Les Welcome
Whether by intent or tragic mis-typing, you’ve landed on the home of Les Garagistes winery collective. If you’re new to our dark cabal, a rich and heady stew of bad French grammar and subterranean winemaking awaits. But where to start? Here are a few suggestions:
- First, you might take a quick stroll through last year’s vintage escapades, accumulated over the two critical months of September 2009 and October 2009 (remember that the posts are presented with the earliest at the bottom of the page).
- Then, who are these Garagistes and where do they get off? And didn’t I hear they were dead?
- We sully the fine pages of Fine Cooking Magazine
- Winehenge: the movie. If that’s not enough to get you to click…
- A French oak barrel primer
- Red, Rex Sox (Yankees fans, be forewarned)
- Plastic capsules and why we switched to paper
- Lastly, mourn with the Moody Blues as they appear to lament the end of a Les Garagistes harvest.
Thanks much for stopping by. We’ve got fruit lined up for 2010 — with new varietals ensuring we’ll be making even more up as we go along — so another exciting vintage is just ahead. Hope you can join us for it, and let us know what you think of what we’ve cobbled together.
Cabernets this weekend
I got word from our other grower that this weekend the fruit’s coming off his vineyard, ready or not. It’s been a difficult year for him, as it has for a lot of growers in the region: late fruit set in the spring means late ripening in the fall, and this grower is feeling that especially.

I’m still waiting for numbers from him, but I’ll be heading east on Saturday or Sunday to pick up Cabernet Sauvignon and our treasured Cabernet Franc. Late though it may be, I’m hoping we get the same luck we got with Westrey’s Oracle Pinot this year – not jammy ripe, but physiologically ripe, that special interlocking sensation when everything’s in balance and the fruit lasts and lasts on your tongue.

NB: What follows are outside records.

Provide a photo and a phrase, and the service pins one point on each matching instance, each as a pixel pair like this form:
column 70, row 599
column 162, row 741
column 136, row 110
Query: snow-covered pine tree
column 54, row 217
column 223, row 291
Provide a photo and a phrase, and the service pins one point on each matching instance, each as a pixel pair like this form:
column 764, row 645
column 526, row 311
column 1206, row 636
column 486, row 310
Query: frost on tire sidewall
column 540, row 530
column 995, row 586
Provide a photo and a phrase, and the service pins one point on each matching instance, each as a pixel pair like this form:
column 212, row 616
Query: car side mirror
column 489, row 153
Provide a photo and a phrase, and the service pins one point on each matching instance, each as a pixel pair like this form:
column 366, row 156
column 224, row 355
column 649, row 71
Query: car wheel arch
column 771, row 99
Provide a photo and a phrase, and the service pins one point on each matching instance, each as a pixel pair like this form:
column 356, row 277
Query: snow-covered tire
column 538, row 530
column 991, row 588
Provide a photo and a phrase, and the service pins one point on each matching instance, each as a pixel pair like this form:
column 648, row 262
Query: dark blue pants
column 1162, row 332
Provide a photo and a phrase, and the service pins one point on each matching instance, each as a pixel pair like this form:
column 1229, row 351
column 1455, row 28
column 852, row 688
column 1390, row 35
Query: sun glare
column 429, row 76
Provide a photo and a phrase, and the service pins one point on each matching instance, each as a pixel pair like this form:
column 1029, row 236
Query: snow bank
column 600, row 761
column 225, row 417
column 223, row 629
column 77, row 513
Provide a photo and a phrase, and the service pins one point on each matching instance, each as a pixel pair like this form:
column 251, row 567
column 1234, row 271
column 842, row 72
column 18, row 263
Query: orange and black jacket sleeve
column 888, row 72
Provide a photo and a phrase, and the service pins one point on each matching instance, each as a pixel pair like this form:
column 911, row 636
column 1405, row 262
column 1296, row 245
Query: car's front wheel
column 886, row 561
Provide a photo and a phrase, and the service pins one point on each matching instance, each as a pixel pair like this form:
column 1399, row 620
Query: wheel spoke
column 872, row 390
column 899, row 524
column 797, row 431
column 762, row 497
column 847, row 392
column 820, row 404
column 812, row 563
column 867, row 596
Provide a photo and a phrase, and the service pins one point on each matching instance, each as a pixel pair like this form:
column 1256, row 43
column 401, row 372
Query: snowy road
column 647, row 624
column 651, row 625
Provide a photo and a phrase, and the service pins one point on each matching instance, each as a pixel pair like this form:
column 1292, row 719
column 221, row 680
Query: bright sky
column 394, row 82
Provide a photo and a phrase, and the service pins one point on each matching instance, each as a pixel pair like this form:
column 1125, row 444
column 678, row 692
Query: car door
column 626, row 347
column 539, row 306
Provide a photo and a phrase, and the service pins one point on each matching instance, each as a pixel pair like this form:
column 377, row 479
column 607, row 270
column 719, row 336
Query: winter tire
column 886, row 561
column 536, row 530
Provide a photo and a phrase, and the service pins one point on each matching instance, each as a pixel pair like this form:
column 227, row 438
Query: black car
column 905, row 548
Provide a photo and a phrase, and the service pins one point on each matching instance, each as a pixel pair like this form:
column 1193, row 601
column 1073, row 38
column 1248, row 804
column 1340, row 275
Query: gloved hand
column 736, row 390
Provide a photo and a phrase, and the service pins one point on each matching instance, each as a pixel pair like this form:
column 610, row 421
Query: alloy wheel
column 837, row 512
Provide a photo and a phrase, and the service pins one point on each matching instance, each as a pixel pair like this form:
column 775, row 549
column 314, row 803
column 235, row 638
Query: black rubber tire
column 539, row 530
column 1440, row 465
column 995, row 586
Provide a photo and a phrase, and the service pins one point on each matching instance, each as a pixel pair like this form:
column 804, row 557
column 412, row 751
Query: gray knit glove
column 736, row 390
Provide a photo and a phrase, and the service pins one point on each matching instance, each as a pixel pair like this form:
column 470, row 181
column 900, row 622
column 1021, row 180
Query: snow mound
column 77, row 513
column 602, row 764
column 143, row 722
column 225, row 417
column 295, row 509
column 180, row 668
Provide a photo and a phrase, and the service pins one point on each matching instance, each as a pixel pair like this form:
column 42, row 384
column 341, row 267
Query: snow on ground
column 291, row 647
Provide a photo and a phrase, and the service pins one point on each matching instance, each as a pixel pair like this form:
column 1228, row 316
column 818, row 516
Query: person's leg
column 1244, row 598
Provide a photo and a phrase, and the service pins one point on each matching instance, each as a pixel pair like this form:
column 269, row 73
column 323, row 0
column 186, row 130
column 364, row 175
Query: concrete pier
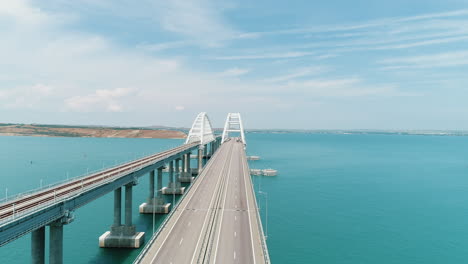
column 38, row 246
column 173, row 186
column 122, row 235
column 56, row 243
column 200, row 160
column 185, row 173
column 154, row 204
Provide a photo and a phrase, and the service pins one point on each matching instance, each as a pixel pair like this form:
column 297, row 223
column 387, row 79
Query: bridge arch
column 233, row 124
column 201, row 130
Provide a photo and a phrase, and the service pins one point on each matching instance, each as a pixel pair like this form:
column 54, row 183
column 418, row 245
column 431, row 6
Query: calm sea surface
column 338, row 198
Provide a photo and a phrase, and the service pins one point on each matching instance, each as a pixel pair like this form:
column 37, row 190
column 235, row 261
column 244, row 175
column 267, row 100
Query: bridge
column 216, row 220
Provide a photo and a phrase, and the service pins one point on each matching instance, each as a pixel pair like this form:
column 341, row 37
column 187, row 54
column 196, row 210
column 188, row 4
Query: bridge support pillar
column 56, row 243
column 173, row 187
column 38, row 246
column 122, row 236
column 185, row 174
column 157, row 204
column 200, row 159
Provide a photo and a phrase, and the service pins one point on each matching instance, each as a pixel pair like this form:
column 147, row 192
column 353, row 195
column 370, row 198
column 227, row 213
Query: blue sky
column 282, row 64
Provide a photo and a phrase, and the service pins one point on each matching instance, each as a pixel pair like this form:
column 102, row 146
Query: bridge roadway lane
column 216, row 222
column 237, row 239
column 180, row 239
column 217, row 217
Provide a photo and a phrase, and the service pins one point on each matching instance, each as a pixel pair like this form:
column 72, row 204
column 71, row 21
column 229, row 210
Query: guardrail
column 266, row 255
column 164, row 223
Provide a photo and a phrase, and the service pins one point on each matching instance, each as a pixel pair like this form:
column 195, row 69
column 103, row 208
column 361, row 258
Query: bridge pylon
column 201, row 130
column 233, row 124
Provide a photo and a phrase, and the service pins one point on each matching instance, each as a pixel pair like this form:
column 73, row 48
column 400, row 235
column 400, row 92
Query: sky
column 362, row 64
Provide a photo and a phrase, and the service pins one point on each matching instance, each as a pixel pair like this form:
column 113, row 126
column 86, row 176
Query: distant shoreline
column 82, row 131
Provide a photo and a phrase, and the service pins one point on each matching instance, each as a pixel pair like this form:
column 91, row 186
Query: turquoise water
column 337, row 199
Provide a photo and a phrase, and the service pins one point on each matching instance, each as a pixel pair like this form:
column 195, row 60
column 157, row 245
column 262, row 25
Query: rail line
column 24, row 204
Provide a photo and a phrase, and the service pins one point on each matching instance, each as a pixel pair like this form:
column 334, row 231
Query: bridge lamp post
column 266, row 213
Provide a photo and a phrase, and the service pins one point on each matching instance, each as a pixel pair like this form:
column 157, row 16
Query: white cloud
column 447, row 59
column 284, row 55
column 198, row 20
column 107, row 100
column 302, row 72
column 26, row 97
column 22, row 11
column 234, row 72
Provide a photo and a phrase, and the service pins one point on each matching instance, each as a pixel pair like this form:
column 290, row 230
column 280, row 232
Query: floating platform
column 157, row 206
column 265, row 172
column 269, row 172
column 122, row 237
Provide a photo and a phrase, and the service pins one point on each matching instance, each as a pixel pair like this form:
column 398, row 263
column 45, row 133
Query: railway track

Some of that’s due to extra hang time during cool fall nights, which keeps the acid intact even as ripeness progresses during the day. We’ll know soon enough!
In other news, the syrah is mighty happy to see us. So happy, in fact, that it’s overflowing its fermenter. In the interest of retaining thermal mass (the same principle as huddling together for warmth, I’d guess), I decided to divide one of the extra 30-gallon fermenters of syrah between another 30-gallon and the stainless steel tank. Was it close to the top? Oh, sure, a little, but what could go wrong? Now I know.